Он кинулся вверх по карнизу, впиваясь жертве в шею, тем самым обездвиживая ее на время. Может, зубы эльфов тоже содержали парализующий яд, если многие жертвы теряли способности пошевелиться? Возможно. Но это никогда не интересовало его, уж точно не в момент охоты.

Рехи пировал на каменной террасе, куда ни за что не добрались бы люди. После первого глотка от восторга закружилась голова, после второго – тело благодарно отозвалось восполнием сил. И все-таки чего-то не хватало, чего-то неуловимого. С несвоевременным сожалением вспоминались совместные охоты. Зачем? От умерших остались только имена. Все, что было раньше, ветром унесло. Голод скорби, голод мести. Остался только кровавый пир посреди пустыни. Клыки врезались в плоть, размыкали артерии, вырывали сухожилия, словно кровопийца разучился находить вожделенную жилу.

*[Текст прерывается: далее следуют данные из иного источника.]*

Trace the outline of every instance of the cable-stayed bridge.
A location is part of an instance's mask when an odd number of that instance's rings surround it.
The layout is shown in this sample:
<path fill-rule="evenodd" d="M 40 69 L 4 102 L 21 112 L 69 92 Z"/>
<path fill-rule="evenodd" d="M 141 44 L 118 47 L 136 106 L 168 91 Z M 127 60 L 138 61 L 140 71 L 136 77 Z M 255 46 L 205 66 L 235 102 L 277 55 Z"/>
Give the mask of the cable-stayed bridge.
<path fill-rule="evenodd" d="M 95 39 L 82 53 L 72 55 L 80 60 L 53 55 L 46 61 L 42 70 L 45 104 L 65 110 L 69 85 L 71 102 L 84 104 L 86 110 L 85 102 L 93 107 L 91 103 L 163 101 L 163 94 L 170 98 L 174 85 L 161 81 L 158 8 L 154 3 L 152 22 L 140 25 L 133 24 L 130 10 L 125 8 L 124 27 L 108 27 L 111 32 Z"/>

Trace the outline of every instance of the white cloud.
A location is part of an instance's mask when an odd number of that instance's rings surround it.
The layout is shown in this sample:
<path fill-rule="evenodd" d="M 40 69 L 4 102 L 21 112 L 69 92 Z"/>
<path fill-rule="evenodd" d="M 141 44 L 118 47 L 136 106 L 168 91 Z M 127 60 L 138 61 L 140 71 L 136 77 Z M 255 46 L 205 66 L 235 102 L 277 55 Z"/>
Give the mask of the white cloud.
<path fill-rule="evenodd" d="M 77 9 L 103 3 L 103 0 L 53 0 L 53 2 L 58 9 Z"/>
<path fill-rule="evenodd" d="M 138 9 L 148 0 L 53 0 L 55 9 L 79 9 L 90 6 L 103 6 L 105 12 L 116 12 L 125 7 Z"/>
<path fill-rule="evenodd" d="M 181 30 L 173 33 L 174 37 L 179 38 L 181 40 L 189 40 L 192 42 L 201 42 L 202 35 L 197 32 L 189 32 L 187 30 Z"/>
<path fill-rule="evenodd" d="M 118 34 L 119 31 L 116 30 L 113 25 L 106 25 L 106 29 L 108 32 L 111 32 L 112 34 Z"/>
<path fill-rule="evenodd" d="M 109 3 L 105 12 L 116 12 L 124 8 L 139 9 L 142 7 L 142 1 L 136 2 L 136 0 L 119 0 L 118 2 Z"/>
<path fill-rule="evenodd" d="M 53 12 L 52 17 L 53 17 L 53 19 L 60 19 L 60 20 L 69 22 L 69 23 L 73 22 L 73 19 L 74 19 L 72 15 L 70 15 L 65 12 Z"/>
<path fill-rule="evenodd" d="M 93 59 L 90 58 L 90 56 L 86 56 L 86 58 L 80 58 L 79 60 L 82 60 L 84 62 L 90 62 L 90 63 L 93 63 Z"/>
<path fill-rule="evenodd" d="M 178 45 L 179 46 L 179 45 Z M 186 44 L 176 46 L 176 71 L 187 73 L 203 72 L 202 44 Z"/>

Человек хрипел, но уже не вырывался, лишь с губ его слетал неразборчивый свист. Кого просил о помощи? Ведь уже попался, а хищник никогда не отпускает добычу. Но человеческий воин попытался из последних сил лягнуть эльфа, тогда Рехи выхватил оружие и полоснул под коленями жертвы, твердой рукой без колебаний перерезая поджилки. Никакой пощады, никаких чудес спасения, никаких идеалов и целей – в этой круговерти текло время коротких жизней.

Теперь хотелось чего-то большего, не просто насытиться: мучило непонятное желание схватить и растерзать, но не человека, а снесший деревню ураган, перерубить и искромсать тугие воронки смерчей, растоптать ветер. Попался же только неудачливый людской охотник, который трепыхался, словно лохмотья в бурю, дергаясь из стороны в сторону на подгибающихся ногах. Но клыки держали края рваной раны, язык слизывал багряные капли, и Рехи с торопливым наслаждением впитывал их, размазывал по лицу.

По мере утоления голода становилось легче, однако воронка на месте сердца по-прежнему зияла пустотой. Рехи никогда никого не любил – терпел, жил рядом, но не привязывался. А теперь почему-то мстил. Кому?

Вскоре он отбросил труп охотника, выпитый, напоминавший полый кожаный бурдюк. «Пей до дна, до дна пей, сердцу будет веселей», – вспоминалась местная песенка их удалой стаи, пока Рехи с победоносной медлительностью стирал кровь, смахивая остатки волокон и выплевывая застрявшие между зубов кусочки кожи. Ему не нравился запах прогорклого пота немытого тела, но вкус свежей молодой крови заглушал все прочие запахи и ощущения. Лишь бы не слышать в голове вой голосов истребленных соплеменников. Слишком отчетливо вырисовывался образ каждого, хотя Рехи и не ценил их раньше, лишь искал выгоду в совместных набегах.